Opinião
A Trumpamerica morreu
O debate desta madrugada colocou um ponto final no futuro político de Donald Trump. E ainda bem. O mundo suspira de alívio. Mas a campanha ainda não acabou...
No debate desta madrugada ficou tudo à mostra. Pelo menos, no que diz respeito ao político amador que está a tentar manter-se à tona na corrida à presidência dos Estados Unidos. A América de Trump é um local perigoso, onde se encomenda a prisão de adversários políticos, se anuncia na TV a queda de cidades onde morre gente todos os dias, onde se desautoriza vice-presidentes em directo, onde não pagar impostos é uma qualidade, onde a "conversa de balneário" é parte do discurso da Nação.
E ainda bem. Para os milhões de eleitores americanos e cidadãos estrangeiros que dedicam alguns minutos das suas vidas a estas eleições nos momentos mais mediáticos como os debates, ficou tudo à mostra, as costuras de um candidato feito com retalhos de personagens de "reality shows" e radicalistas populares e populistas. Para quem segue a campanha há mais tempo e de forma mais regular, nada disto surpreende. É a narrativa. "Lock her up!" (prendam-na!) foi o grito de batalha que preencheu a convenção republicana de aclamação de Trump.
Mas ainda bem.

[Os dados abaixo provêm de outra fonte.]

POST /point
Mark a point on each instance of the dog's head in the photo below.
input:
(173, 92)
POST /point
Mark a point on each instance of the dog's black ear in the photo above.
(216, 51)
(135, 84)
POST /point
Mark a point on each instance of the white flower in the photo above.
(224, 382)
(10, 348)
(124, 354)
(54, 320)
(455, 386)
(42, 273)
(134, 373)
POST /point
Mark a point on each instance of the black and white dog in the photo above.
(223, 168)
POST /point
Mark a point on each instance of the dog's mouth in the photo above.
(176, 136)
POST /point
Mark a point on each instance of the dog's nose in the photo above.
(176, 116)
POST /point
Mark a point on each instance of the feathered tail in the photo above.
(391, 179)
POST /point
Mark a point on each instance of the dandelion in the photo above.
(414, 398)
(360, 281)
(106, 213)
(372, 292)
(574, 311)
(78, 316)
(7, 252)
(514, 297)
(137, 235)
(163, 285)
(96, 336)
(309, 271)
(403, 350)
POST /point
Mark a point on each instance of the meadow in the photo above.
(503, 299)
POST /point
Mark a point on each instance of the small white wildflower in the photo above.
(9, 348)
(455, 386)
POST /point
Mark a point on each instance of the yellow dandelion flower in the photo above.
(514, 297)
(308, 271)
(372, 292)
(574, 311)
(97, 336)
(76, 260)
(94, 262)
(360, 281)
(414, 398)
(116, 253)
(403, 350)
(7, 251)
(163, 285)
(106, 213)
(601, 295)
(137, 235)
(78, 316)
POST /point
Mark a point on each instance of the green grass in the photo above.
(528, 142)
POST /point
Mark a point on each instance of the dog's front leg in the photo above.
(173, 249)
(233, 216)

Depois deste debate – e especialmente depois da tempestade provocada por um vídeo grosseiro de há uma década -, Trump já não ganha estas eleições. Os Estados Unidos suspiram de alívio, o mundo – com algumas excepções – também suspira de alívio.

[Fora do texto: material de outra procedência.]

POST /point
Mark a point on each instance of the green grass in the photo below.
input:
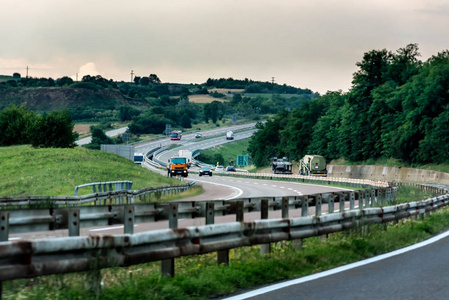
(228, 151)
(27, 171)
(391, 162)
(199, 277)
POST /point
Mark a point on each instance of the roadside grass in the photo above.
(391, 162)
(228, 152)
(199, 277)
(27, 171)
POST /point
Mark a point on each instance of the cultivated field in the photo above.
(209, 99)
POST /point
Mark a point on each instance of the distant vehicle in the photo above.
(176, 135)
(177, 166)
(187, 154)
(205, 171)
(313, 165)
(230, 169)
(138, 158)
(281, 165)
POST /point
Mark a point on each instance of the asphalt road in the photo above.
(416, 272)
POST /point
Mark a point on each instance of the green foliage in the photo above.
(17, 126)
(198, 277)
(20, 126)
(185, 121)
(54, 130)
(98, 137)
(28, 171)
(397, 108)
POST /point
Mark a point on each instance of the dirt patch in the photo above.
(82, 128)
(204, 99)
(227, 91)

Desde que garantiu a nomeação como representante do Partido Republicano nestas eleições de 2016, Donald Trump, empresário, entertainer, herdeiro e milionário, precisava de convencer os eleitores moderados de duas questões: a não terem medo dele; e a terem medo dela, de Hillary Clinton. Depois deste debate, conseguiu precisamente o inverso: deixar toda a gente "normal" com medo dele, alienou quase integralmente quatro das cinco "gavetas" eleitorais de que precisava e ficou agarrado, ainda que de forma eufórica, ao único universo eleitoral que se manterá fiel até ao fim: os brancos, conservadores, sem formação superior, machistas, racistas, ignorantes, revoltados e com armas.

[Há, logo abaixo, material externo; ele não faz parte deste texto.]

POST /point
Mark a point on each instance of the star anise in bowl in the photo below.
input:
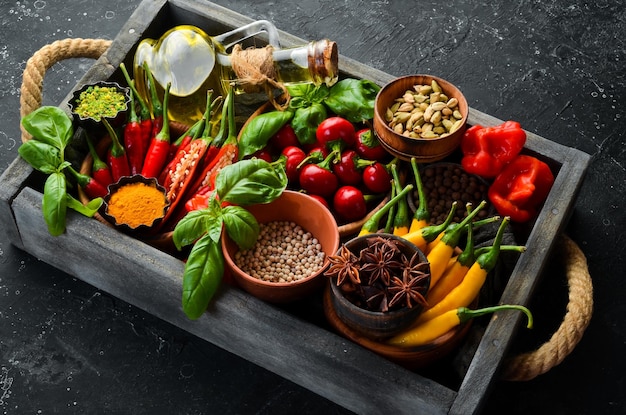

Ainda bem. A América de Trump não chegará ao poder. Trump será dissecado durante décadas pela Academia, a ciência política americana nunca mais será a mesma. Pelo caminho, Trump deixa um rasto de vítimas: o Partido Republicano, que demorará anos a recompor-se, a democracia – que precisará de ser exposta a um antídoto forte contra o populismo reles – e os próprios Estados Unidos que, numa altura em que o mundo se debate com problemas transcendentes, não teve umas eleições onde os cidadãos pudessem fazer escolhas políticas e de políticas que definirão o rumo da sua economia e da sua sociedade.
Politicamente, a Trumpamerica morreu esta madrugada em Portugal. Ainda bem. Mas Trump ainda está vivo nesta campanha. E os próximos 30 dias conhecerão novos capítulos de um show de terror democrático que definirão um novo patamar na política mundial. Trump está cada vez mais isolado, no alto da sua torre com vista panorâmica de Nova Iorque. Lá em baixo, já só tem os indefectíveis, os fanáticos, os histéricos. Cuja revolta tenderá a aumentar com o avolumar dos sinais da inevitável derrota.